In conclusion, we have identified a new and important factor in the disease process in T1D, where some of the beta cells (the senescent ones) are actually contributing to the destruction process. This represents a radical change in the way T1D has been understood, where beta cells are just passive victims. We have also proved the concept of using drugs that selectively kill senescent cells as therapeutics for preventing T1D in our mouse model. Although it is unclear whether this approach would work in cases of established T1D, in the future, we envision that we may be able to prevent T1D in people, and provide a therapeutic benefit for new T1D patients using a similar approach.
Update on 7-3-17
I am very grateful for the funds that I have received for this project and I am happy to inform you that I began working on it. Recent studies show that patients with diabetes have a much higher likelihood of depression than the general population, and young people with T1D had 11 times the suicide rate. Our goal is to identify genetic signatures in white blood cells that distinguish non-progressor T1D patients and T1D patients that do progress to depression. We have found that several neuronal proteins that are known to be important for brain function show abnormal expression in beta cells from T1D compared to non-diabetic donors. Even though it has been well recognized that abnormal expression or autoantibodies to proteins such as GAD and IA2 are separately associated with risk of T1D OR mental disorders, there are no studies looking for the signature of these genes as a predictor of co-occurrence of mental disorders AND T1D.

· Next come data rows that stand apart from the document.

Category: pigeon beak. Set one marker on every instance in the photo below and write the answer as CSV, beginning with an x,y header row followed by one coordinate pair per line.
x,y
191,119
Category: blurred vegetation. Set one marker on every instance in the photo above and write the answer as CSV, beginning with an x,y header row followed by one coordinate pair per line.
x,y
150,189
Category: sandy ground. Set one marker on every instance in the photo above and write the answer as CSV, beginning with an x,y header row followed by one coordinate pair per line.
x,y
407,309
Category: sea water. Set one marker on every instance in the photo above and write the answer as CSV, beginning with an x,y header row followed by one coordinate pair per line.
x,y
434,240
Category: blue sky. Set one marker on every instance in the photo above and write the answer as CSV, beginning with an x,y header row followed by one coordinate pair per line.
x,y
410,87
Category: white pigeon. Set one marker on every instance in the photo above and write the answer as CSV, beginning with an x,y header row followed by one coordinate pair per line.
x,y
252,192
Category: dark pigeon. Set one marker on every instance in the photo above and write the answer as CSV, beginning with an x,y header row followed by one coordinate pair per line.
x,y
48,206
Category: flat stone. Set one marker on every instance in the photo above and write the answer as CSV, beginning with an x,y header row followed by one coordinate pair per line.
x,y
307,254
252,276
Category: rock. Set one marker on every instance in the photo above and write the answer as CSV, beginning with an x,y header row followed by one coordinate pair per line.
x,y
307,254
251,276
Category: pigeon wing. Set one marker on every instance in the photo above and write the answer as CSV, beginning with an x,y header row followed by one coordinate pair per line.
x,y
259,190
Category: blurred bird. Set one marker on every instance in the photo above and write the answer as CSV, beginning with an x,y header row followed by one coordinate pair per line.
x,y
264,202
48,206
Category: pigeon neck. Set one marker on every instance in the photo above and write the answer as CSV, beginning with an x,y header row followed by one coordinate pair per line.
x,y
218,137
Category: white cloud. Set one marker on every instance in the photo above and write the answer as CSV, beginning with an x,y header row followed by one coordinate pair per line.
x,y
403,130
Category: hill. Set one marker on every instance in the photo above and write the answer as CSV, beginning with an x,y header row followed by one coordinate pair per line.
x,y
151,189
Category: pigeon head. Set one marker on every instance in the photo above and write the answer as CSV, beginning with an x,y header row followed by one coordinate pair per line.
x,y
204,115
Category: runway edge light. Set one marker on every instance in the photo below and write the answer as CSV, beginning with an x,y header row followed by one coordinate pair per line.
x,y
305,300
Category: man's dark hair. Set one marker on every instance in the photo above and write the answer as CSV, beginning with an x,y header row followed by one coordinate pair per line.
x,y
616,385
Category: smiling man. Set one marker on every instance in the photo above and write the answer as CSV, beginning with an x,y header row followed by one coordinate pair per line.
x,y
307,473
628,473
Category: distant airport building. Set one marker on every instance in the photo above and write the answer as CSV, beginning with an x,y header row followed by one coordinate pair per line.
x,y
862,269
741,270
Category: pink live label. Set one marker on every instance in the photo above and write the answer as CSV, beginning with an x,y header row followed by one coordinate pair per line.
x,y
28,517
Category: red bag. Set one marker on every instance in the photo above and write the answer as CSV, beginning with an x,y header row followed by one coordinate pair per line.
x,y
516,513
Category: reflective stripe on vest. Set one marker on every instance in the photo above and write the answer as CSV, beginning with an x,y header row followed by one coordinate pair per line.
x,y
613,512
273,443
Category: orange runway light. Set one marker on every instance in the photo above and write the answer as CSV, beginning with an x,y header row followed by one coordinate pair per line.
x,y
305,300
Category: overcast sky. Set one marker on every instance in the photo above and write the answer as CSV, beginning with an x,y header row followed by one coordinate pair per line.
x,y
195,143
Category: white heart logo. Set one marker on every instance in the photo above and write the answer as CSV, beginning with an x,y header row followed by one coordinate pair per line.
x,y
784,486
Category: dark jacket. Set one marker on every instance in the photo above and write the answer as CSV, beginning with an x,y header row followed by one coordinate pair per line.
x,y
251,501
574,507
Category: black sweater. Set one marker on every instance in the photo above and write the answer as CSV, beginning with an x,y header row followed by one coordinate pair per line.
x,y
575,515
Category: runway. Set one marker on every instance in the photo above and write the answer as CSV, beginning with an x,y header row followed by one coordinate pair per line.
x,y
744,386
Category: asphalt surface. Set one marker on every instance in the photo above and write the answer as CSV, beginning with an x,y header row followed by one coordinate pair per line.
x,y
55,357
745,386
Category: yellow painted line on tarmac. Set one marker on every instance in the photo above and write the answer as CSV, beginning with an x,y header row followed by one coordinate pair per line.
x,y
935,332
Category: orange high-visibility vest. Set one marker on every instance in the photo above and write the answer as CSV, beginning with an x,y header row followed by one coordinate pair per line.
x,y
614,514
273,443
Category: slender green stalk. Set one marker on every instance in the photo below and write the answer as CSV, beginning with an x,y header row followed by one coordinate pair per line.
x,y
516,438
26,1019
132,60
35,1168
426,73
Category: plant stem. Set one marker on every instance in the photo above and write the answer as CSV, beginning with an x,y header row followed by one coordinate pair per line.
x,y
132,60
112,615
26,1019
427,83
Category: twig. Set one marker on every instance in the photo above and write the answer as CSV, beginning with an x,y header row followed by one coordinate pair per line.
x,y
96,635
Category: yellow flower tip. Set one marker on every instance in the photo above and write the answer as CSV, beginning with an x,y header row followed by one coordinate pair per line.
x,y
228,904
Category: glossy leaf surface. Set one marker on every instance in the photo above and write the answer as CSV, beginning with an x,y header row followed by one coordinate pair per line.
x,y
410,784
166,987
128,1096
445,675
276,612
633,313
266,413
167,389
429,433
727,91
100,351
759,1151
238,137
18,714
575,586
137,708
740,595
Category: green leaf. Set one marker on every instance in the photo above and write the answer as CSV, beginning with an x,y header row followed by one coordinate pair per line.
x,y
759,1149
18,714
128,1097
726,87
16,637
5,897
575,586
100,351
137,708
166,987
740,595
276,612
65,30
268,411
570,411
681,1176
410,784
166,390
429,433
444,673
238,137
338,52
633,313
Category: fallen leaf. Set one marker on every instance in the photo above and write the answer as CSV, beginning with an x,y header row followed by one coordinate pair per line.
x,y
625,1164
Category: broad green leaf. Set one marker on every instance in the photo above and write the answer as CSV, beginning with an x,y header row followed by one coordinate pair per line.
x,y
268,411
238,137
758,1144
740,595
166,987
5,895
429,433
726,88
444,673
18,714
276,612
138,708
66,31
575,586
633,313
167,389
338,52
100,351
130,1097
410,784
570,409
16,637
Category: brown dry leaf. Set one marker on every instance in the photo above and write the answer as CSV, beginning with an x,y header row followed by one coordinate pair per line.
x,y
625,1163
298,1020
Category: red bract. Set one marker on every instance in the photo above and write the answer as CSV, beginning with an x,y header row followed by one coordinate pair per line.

In this project, I will be isolating RNA from the blood samples of matched healthy and T1D patients with and without depression. RNAseq will be performed to reveal genetic signature in this unbiased search for changes in gene expression that are shared between depression and T1D. Any identified targets will be verified by qPCR to validate the results. We are hoping to identify markers in the blood that can be used to screen T1D patients for their likelihood to progress to depression. This will allow a better intervention in the at-risk population to prevent comorbidity of depression and T1D.